# Way to represent your department.....



## Amberlamps916 (Jul 30, 2013)

Fullerton firefighter arrested in Huntington Beach riot......


http://www.latimes.com/local/lanow/...untington-beach-riot-20130730,0,7268463.story


----------



## STXmedic (Jul 30, 2013)

I don't think that's his department anymore... :blink:


Sent from my iPhone using Tapatalk 2


----------



## JPINFV (Jul 30, 2013)

Its Fullerton. There's a reason three of their officers are on trial for killing a homeless schizophrenic man, including one on trial for 2nd degree murder.


----------



## Highlander (Jul 30, 2013)

Well I wonder if he will keep his job. Sad


----------



## Amberlamps916 (Jul 30, 2013)

JPINFV said:


> Its Fullerton. There's a reason three of their officers are on trial for killing a homeless schizophrenic man, including one on trial for 2nd degree murder.



Another black mark for Fullerton, at least this isn't as severe as the police case though.


----------



## Achilles (Jul 30, 2013)

JPINFV said:


> Its Fullerton. There's a reason three of their officers are on trial for killing a homeless schizophrenic man, including one on trial for 2nd degree murder.



Don't forget the rape... :huh:
Or the recall election. :wacko:


----------



## JPINFV (Jul 30, 2013)

Achilles said:


> Don't forget the rape... :huh:
> Or the recall election. :wacko:



To be fair... the recall election was because of the murder.


----------



## PotatoMedic (Jul 30, 2013)

Sounds like a lovely place to work!


----------



## JPINFV (Jul 30, 2013)

FireWA1 said:


> Sounds like a lovely place to work!




Better to work there than live there.


----------



## Rialaigh (Jul 31, 2013)

the only thing I take away from this story is....people riot about surfing? seriously???


----------



## terrible one (Jul 31, 2013)

PoeticInjustice said:


> I don't think that's his department anymore... :blink:
> 
> 
> Sent from my iPhone using Tapatalk 2



I doubt he'll be terminated.

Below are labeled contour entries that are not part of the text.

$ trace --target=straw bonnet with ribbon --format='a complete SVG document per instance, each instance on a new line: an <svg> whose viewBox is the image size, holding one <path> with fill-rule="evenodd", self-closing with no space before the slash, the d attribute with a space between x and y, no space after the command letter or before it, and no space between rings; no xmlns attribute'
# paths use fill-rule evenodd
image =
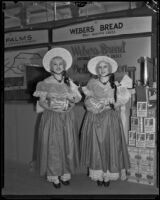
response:
<svg viewBox="0 0 160 200"><path fill-rule="evenodd" d="M111 65L111 68L112 68L111 73L114 73L117 71L117 68L118 68L117 62L108 56L96 56L90 59L87 65L88 71L94 75L97 75L96 66L101 61L105 61Z"/></svg>
<svg viewBox="0 0 160 200"><path fill-rule="evenodd" d="M65 70L68 70L71 67L71 65L72 65L71 53L64 48L55 47L55 48L47 51L47 53L43 57L43 66L46 71L50 72L50 62L51 62L52 58L54 58L54 57L61 57L63 60L65 60L65 62L66 62Z"/></svg>

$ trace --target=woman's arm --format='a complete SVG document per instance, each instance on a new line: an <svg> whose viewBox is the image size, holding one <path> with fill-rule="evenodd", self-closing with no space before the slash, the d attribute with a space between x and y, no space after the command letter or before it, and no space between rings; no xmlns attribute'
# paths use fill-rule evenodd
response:
<svg viewBox="0 0 160 200"><path fill-rule="evenodd" d="M85 106L88 111L93 113L100 113L105 109L105 104L94 97L87 97L85 99Z"/></svg>

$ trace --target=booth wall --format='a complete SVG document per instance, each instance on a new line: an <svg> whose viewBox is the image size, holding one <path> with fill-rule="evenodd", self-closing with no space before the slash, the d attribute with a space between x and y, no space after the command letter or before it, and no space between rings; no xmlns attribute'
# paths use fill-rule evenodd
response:
<svg viewBox="0 0 160 200"><path fill-rule="evenodd" d="M33 104L5 104L4 157L29 163L33 156L37 114Z"/></svg>
<svg viewBox="0 0 160 200"><path fill-rule="evenodd" d="M29 164L36 159L41 114L36 113L32 103L6 103L4 108L4 158ZM82 105L77 105L74 109L80 130L85 109Z"/></svg>

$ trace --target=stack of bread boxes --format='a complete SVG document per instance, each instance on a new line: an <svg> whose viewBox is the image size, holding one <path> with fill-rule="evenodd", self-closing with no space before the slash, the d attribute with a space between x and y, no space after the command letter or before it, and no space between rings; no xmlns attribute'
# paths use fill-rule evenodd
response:
<svg viewBox="0 0 160 200"><path fill-rule="evenodd" d="M137 102L131 109L130 130L128 133L130 169L127 180L130 182L156 184L156 107L147 102Z"/></svg>

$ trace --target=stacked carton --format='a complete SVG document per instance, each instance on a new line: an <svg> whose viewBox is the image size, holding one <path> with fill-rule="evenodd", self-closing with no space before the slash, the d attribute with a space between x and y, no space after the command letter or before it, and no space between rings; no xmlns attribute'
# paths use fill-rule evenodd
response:
<svg viewBox="0 0 160 200"><path fill-rule="evenodd" d="M128 152L130 169L128 181L156 184L156 108L147 102L137 102L131 109Z"/></svg>

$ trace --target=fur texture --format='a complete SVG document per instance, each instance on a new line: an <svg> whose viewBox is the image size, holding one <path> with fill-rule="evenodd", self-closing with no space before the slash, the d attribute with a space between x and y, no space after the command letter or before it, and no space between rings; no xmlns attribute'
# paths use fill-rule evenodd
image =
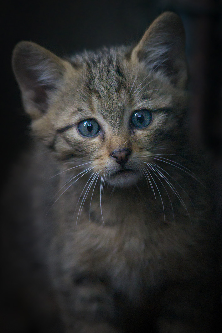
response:
<svg viewBox="0 0 222 333"><path fill-rule="evenodd" d="M184 49L167 12L134 48L14 50L35 143L19 219L66 332L210 331L215 221L190 142Z"/></svg>

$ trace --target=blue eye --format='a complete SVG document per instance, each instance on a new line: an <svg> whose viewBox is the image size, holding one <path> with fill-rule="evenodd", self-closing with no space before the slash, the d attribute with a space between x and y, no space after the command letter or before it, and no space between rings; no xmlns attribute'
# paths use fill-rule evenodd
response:
<svg viewBox="0 0 222 333"><path fill-rule="evenodd" d="M94 119L86 119L79 123L78 125L79 131L84 137L94 137L100 131L99 125Z"/></svg>
<svg viewBox="0 0 222 333"><path fill-rule="evenodd" d="M132 115L131 123L134 127L142 128L148 126L152 120L152 114L149 110L142 109L135 111Z"/></svg>

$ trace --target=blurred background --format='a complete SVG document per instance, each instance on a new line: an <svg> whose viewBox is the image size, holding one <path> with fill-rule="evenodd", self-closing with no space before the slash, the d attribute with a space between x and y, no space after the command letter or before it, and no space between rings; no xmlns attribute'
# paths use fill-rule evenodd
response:
<svg viewBox="0 0 222 333"><path fill-rule="evenodd" d="M197 147L204 148L212 161L215 175L212 189L221 219L220 0L8 0L5 2L1 8L3 25L0 133L1 180L3 183L28 141L29 120L23 109L11 67L12 52L16 43L21 40L34 42L62 56L104 45L136 43L152 21L169 10L181 16L185 28L191 75L193 141Z"/></svg>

CA fire unions are very strong, you really have to mess up to be fired.


----------



## Highlander (Jul 31, 2013)

Rialaigh said:


> the only thing I take away from this story is....people riot about surfing? seriously???



Who knew until know.


----------



## patzyboi (Sep 23, 2013)

is it easy to join their department


----------